Le sujet est terriblement risqué, et ouvre les portes à tous les élans et les partitions à tous les violons qui généralement caricaturent le genre. Mais grâce à la performance mémorable de Benoît Magimel, s'abandonnant entièrement à la tragédie de son personnage, grâce aussi à l'élégance de sa bande originale, aux performances de Catherine Deneuve et Cécile de France autour de l'acteur principal, De son vivant est intense sans outrances, intime sans être voyeur et profondément humain dans son approche frontale de la maladie.
Benoît Magimel y joue un homme qui s'éteint et qui doit faire la paix avec ses regrets, ses non-dits, faire vivant le deuil de sa vie dont il ne sait pas si elle a été assez vécue. Sa transformation physique est impressionnante, et sa performance remarquable notamment parce que le film a été tourné à l'envers : il est arrivé très amaigri sur le plateau, et a donc commencé par tourner les derniers jours de son personnage, avant de reprendre du poids pour donc revenir progressivement à la relative bonne santé de son personnage au début du film.
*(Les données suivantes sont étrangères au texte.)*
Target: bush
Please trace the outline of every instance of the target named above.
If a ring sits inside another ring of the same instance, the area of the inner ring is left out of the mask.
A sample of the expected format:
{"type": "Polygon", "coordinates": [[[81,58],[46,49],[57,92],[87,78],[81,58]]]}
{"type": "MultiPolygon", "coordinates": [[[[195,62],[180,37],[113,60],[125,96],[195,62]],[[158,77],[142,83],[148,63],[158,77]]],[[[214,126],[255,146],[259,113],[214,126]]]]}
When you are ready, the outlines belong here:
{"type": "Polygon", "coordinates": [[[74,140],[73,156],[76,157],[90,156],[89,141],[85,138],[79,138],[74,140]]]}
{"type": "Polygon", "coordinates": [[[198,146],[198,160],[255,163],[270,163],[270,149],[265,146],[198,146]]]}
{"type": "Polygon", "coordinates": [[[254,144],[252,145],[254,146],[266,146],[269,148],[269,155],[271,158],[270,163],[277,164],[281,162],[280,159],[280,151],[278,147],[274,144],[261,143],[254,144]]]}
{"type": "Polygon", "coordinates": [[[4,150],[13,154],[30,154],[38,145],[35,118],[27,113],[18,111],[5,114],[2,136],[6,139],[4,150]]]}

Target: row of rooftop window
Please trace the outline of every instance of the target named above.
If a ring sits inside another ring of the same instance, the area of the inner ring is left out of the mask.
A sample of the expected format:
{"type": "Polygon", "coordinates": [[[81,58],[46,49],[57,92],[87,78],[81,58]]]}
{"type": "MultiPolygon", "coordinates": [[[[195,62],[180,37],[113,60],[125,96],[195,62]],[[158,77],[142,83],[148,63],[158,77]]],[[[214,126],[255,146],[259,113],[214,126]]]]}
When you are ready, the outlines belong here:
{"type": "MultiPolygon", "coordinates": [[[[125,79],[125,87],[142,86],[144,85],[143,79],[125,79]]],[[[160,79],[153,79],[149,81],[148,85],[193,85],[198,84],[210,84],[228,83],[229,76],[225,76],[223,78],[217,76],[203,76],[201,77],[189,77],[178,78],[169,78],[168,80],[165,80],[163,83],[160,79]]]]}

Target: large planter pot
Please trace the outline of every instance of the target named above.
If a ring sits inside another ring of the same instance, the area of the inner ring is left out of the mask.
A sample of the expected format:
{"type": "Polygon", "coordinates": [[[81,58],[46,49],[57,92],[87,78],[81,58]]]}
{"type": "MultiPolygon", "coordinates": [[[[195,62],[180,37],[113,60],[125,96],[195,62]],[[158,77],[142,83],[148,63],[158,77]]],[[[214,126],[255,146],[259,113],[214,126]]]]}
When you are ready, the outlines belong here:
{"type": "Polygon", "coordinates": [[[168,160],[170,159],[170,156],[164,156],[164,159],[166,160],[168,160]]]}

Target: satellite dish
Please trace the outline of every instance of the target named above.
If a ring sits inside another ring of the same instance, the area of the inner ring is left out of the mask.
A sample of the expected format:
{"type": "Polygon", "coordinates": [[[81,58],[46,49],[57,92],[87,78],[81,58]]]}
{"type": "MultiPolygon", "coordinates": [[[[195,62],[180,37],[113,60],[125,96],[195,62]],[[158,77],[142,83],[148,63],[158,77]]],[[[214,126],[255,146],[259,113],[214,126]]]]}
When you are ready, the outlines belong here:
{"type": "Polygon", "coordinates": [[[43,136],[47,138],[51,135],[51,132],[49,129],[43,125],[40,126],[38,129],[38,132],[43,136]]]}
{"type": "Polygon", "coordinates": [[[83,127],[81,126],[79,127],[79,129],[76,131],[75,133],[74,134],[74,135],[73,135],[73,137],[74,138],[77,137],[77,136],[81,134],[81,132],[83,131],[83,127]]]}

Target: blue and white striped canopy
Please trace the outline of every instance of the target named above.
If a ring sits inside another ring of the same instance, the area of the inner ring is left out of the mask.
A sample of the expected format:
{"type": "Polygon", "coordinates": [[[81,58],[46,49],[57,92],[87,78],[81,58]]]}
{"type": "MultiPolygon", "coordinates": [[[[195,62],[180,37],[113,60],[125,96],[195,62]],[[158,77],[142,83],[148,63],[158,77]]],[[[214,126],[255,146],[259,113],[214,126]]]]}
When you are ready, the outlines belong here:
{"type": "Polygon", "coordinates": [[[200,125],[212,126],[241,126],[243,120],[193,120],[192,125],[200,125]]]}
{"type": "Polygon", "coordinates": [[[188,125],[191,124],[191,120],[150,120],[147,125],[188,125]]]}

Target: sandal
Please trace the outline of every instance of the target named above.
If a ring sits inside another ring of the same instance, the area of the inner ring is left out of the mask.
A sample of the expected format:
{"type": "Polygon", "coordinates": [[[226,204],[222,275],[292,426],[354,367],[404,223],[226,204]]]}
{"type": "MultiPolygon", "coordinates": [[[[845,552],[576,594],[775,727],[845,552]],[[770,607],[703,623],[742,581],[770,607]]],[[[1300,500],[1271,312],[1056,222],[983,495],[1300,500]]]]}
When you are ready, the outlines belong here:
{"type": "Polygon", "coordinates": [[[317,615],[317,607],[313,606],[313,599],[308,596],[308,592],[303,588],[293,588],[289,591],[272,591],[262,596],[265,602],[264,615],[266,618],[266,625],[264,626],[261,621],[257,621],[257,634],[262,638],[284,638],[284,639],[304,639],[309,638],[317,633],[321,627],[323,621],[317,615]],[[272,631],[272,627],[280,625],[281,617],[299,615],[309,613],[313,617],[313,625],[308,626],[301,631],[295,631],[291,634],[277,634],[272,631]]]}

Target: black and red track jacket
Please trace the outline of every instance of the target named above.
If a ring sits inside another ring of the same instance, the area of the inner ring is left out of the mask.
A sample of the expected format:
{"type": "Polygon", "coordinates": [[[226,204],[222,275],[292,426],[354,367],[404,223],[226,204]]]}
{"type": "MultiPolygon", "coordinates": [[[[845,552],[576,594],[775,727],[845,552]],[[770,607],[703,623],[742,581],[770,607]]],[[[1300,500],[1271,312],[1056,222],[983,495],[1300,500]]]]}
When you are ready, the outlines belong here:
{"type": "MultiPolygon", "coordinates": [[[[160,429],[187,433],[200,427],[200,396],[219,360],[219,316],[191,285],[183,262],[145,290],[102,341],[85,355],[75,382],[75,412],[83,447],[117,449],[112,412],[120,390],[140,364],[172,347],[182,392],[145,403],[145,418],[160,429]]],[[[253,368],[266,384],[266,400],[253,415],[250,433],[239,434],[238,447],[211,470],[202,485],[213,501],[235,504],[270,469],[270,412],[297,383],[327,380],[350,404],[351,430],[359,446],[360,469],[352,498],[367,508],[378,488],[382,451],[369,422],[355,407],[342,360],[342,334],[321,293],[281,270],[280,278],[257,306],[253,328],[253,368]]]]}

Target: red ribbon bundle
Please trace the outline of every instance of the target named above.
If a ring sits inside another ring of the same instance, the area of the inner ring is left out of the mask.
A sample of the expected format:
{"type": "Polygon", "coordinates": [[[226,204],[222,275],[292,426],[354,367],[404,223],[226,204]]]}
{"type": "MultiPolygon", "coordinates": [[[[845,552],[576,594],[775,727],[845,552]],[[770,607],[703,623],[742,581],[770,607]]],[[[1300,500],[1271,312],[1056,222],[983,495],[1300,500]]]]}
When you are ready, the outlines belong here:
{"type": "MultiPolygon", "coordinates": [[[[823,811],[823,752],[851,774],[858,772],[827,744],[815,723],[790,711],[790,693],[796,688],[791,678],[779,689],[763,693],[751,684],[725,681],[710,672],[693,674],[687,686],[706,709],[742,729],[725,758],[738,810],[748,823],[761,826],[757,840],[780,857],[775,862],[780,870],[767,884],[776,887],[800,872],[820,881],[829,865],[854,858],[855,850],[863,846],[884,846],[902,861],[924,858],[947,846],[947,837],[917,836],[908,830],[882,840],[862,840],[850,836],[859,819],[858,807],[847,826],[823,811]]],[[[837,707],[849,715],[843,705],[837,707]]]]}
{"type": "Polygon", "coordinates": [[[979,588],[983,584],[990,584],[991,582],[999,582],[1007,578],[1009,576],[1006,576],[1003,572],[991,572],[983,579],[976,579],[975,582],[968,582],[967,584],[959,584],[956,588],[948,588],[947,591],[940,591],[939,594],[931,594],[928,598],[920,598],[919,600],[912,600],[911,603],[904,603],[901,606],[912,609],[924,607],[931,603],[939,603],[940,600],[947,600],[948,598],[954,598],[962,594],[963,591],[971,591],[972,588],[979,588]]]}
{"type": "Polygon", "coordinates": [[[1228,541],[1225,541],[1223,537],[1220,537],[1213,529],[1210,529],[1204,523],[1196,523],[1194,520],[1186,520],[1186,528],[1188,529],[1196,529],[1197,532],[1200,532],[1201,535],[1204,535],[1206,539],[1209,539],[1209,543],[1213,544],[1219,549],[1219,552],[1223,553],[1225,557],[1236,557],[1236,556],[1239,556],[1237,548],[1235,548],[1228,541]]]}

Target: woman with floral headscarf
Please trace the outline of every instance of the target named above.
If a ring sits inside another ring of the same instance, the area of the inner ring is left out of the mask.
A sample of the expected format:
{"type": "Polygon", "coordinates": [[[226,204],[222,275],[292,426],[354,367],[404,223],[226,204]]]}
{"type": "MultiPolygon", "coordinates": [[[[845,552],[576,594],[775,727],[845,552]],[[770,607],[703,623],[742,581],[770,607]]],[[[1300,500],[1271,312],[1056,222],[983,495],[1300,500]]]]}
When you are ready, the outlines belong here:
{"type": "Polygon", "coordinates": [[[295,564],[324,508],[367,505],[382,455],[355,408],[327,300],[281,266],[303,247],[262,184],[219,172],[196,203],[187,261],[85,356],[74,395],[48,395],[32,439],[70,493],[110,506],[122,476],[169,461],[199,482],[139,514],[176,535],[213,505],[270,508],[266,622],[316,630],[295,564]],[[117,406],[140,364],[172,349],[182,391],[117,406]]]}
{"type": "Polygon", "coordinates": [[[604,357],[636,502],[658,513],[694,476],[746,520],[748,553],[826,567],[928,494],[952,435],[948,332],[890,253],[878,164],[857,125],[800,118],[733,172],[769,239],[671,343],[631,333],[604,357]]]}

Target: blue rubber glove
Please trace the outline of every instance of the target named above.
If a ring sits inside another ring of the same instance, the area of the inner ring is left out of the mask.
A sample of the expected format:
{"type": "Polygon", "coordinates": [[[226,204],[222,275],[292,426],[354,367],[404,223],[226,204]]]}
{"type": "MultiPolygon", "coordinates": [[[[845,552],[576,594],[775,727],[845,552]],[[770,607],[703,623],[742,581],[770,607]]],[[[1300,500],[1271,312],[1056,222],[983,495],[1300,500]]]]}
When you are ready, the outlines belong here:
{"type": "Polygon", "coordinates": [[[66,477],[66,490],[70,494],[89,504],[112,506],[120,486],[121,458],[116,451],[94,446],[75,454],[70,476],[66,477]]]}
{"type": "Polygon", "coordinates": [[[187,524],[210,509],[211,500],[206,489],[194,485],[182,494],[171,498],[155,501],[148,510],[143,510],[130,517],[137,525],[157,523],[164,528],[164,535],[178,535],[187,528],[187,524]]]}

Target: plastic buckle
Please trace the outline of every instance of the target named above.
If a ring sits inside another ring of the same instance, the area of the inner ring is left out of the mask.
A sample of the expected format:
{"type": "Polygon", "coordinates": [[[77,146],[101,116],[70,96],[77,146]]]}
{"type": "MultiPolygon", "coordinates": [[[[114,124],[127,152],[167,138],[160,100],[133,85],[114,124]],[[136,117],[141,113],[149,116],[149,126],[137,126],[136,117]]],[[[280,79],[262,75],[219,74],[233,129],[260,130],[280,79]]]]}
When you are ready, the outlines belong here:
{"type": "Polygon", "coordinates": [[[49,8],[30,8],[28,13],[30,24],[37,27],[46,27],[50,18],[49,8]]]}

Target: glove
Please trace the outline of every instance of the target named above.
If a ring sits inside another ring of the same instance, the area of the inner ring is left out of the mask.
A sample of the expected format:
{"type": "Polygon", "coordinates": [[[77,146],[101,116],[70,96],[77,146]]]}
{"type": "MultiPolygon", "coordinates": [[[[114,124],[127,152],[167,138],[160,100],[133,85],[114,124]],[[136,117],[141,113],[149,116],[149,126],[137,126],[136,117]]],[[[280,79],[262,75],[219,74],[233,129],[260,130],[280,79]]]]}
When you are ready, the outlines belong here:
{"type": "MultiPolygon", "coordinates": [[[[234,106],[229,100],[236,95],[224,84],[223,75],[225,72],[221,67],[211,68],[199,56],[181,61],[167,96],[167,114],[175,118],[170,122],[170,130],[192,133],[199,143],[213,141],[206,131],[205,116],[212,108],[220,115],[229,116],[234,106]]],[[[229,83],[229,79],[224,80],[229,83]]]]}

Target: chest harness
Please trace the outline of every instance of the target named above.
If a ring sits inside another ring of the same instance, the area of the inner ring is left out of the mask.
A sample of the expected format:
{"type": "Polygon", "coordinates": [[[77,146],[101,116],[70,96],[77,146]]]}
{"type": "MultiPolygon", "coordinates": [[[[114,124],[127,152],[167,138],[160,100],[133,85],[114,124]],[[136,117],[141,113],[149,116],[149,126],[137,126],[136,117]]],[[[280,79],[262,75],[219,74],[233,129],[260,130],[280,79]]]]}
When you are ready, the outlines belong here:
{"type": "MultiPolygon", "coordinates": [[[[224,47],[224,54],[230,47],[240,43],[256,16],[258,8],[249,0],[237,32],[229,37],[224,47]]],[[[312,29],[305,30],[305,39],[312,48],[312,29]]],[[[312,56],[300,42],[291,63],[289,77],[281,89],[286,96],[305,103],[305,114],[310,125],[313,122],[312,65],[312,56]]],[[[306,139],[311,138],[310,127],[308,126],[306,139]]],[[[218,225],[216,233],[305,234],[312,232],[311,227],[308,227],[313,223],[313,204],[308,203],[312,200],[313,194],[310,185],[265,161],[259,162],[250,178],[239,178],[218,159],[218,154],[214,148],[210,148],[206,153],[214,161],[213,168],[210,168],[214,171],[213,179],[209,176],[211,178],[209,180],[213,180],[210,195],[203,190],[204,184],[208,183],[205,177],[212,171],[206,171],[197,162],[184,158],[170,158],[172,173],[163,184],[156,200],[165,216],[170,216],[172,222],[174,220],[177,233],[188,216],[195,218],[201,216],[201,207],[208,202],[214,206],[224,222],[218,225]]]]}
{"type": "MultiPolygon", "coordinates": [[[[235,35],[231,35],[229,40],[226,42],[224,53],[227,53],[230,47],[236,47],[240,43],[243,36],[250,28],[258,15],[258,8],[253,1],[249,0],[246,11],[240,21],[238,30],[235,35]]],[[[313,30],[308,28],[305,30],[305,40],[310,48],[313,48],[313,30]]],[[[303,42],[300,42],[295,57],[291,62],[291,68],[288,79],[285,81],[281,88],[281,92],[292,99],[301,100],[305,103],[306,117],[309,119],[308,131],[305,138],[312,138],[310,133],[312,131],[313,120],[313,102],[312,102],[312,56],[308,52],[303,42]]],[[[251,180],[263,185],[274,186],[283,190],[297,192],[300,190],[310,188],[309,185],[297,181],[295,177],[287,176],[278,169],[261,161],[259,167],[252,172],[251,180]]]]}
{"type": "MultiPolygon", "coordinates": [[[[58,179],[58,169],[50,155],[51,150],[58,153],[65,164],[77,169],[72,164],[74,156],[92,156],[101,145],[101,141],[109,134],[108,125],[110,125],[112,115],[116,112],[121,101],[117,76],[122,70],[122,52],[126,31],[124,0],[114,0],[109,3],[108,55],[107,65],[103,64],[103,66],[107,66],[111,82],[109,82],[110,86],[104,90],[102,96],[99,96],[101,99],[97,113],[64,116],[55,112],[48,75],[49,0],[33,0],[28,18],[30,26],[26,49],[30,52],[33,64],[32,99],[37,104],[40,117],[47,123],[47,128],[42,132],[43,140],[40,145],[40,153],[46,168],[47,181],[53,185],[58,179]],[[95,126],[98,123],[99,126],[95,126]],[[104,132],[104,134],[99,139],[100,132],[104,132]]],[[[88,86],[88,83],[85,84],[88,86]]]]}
Une nouvelle séquence brillante
Pour sa performance dans De son vivant, Benoît Magimel reçoit en 2022 le César du Meilleur acteur. Son premier, pour sa première nomination dans cette catégorie. À cette occasion, très ému, il rend à nouveau hommage à Emmanuelle Bercot :
Quelle chance de l'avoir rencontrée, de l'avoir dans ma vie. C'est extraordinaire. Grâce à elle, j'ai des rôles magnifiques, des partitions extraordinaires.
Depuis le tournage De son vivant, Benoît Magimel se trouve à des sommets inédits. Il est entré dans cette catégorie d'acteurs rares qu'on vient voir, peu importe le personnage qu'il joue, puisqu'on vient le voir lui. Ainsi, il vole la vedette aux acteurs principaux d'Incroyable mais vrai de Quentin Dupieux en 2022, même année où il incarne avec une grande justesse un survivant d'attentat face à Virginie Efira dans Revoir Paris.
Un coup de chance ? Sûrement pas. En 2023, il réalise une performance inédite en devenant le premier acteur à obtenir deux César du Meilleur acteur consécutifs, primé à nouveau pour sa partition monumentale dans Pacifiction d'Albert Serra. Et comme pour De son vivant l'année précédente, il obtient aussi le Lumière du Meilleur acteur pour ce rôle. La suite ? Il retrouve Juliette Binoche, avec qui il a été en couple, pour la belle histoire d'amour et ode à la gastronomie La Passion de Dodin Bouffant, Prix de la mise en scène au Festival de Cannes 2023.
Une séquence absolument brillante d'un acteur au sommet de son art, redevenu systématiquement surprenant après quatre décennies de carrière, et qu'on n'aura peut-être jamais autant désiré qu'aujourd'hui.